Diane Callahan, the Gainesville Ballet’s artistic director, knows something about a career in dance and a desire to impart wisdom to students.

Directly after graduating high school, Callahan joined the Ballet Nacional de Cuba. In her career, she also performed with the San Francisco Ballet and the Atlanta Ballet. Callahan founded the Gainesville School of Ballet in 1969 and the Gainesville Ballet Company in 1974.

In her 40th year as the company’s director, Callahan credits her desire to teach with sustaining her.

"The kids, the talent, the ones that have the desire — I keep doing it to see them get better, see them develop," Callahan said. "All their hopes and dreams, it keeps you young, keeps you wanting to help them as a teacher."

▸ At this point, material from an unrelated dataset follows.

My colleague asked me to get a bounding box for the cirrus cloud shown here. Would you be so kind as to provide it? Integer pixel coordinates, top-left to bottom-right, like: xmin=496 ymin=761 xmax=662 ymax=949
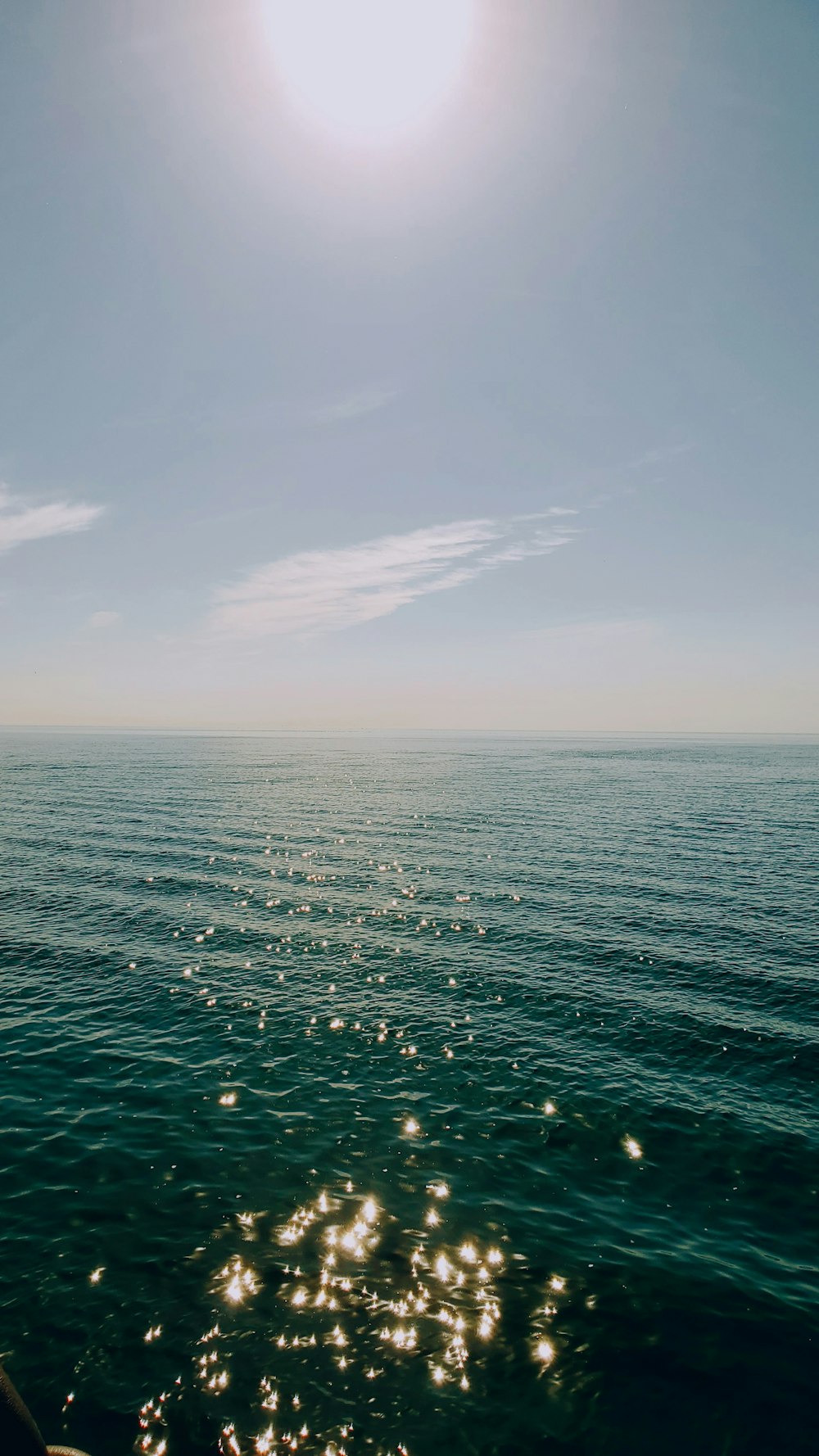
xmin=0 ymin=485 xmax=103 ymax=552
xmin=208 ymin=507 xmax=574 ymax=638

Callahan still instructs students using hand gestures and voice commands, but appreciates every opportunity her students have to learn from an active dancer.

"I think it’s wonderful," Callahan said. "(Lee) is one of the few (guest instructors) we have that I feel is a tremendous inspiration, because she’s still dancing."

After just a few days of instruction, Lee’s impact on the dancers is already apparent.

"I have learned so much from Tara," Hardegree said. "She has explained things to me in a way that in my 19 years nobody has. It’s also refreshing having someone who’s a modern-day dancer teaching modern-day dancers, not somebody who trained in Russia 30 years ago. It’s a whole new experience and I love it."

Lee’s time with the dancers of the Summer Intensive will conclude with the performance, but her advice to aspiring dancers like Hardegree is fit for a lifetime.

"I wouldn’t let any influence besides their own belief about themselves to influence them," Lee said. "I’ve seen less talented people make it rather than some people who had more natural talent, just because they had the will, the determination, the persistence, the focus. In a way if you have that and you want to do it, you probably can do it."